Albert Chadwick

Personal information
- Date of birth: 1866
- Place of birth: Liverpool, England
- Date of death: 1937 (aged 70–71)

Youth career
- Everton

Senior career*
- Years: Team / Apps / (Gls)
- 1888–1892: Everton / 5 / (0)
- Total:  / 5 / (0)

= Albert Chadwick (English footballer) =

English footballer (1866–1937)

Albert Chadwick (1866 – 1937) was an English professional footballer who played in the Football League.

==League debut==
Chadwick made his League Debut on 1 December 1888 at Anfield, Liverpool against West Bromwich Albion. Chadwick was at left-back covering Nick Ross who was unavailable to play. Everton made a bright start but did not score and then conceded a goal which changed the game.
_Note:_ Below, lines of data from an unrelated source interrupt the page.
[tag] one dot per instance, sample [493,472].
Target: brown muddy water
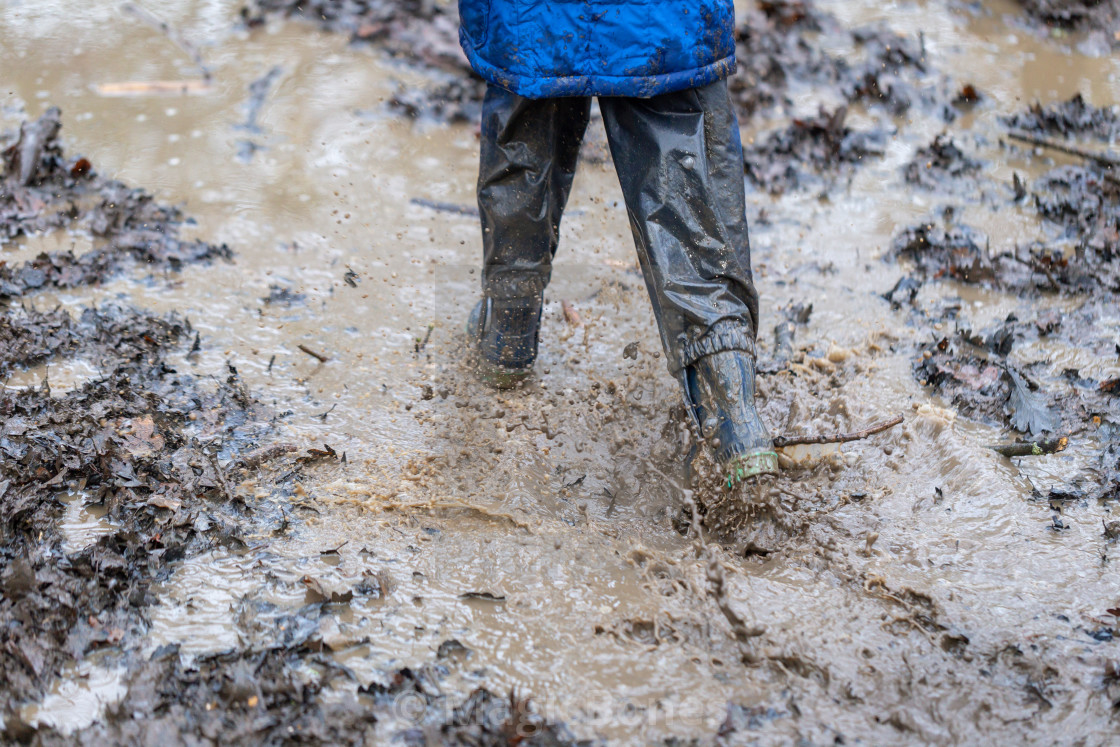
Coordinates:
[910,588]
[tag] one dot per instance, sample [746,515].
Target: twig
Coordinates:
[783,343]
[174,36]
[421,343]
[445,207]
[1030,448]
[1069,150]
[570,315]
[318,356]
[837,438]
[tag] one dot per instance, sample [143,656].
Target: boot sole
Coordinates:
[491,373]
[750,465]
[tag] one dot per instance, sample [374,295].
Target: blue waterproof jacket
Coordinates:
[544,48]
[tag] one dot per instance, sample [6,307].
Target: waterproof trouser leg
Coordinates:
[680,165]
[529,153]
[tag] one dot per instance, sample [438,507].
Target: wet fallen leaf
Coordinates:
[154,87]
[1028,410]
[143,440]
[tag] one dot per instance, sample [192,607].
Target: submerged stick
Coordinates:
[1069,150]
[1030,448]
[317,356]
[171,35]
[837,438]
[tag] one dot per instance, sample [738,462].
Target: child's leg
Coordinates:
[529,153]
[680,162]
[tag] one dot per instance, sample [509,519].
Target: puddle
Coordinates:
[912,587]
[78,698]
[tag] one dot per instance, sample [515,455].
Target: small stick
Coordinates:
[570,315]
[1030,448]
[837,438]
[420,344]
[174,36]
[783,343]
[318,356]
[445,207]
[1069,150]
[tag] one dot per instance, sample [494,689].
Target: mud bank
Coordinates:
[249,491]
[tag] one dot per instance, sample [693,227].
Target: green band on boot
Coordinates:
[750,465]
[500,376]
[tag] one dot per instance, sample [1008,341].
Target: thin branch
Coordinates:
[1069,150]
[171,34]
[1030,448]
[837,438]
[317,356]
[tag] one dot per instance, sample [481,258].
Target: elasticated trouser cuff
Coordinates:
[724,336]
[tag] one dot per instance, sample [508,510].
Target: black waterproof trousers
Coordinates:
[679,160]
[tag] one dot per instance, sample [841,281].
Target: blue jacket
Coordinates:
[546,48]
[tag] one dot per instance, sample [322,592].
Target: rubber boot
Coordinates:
[504,334]
[721,390]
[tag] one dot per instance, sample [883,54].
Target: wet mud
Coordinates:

West Bromwich Albion went on the rampage and got two more before the half finished. Half-time - Everton 0–3 West Bromwich Albion. The second-half started positively for Everton and they got a goal back through Edgar Chadwick, a cousin. However, disaster struck as Frank Sugg had to leave the field of play with an injured right-foot. Matters got worse when with 15 minutes left James Coyne also stopped playing because of an injury. Down to nine men Everton had done well to contain West Bromwich Albion in the second-half but the Albion inevitably capitalised on the extra space and got a fourth goal.

Chadwick played two matches for Everton in the 1888–89 season. He played one at left-back and one at left-half. Everton conceded 6 of their 47 goals for the season when Chadwick played in his two matches. Everton finished eighth in the Football League.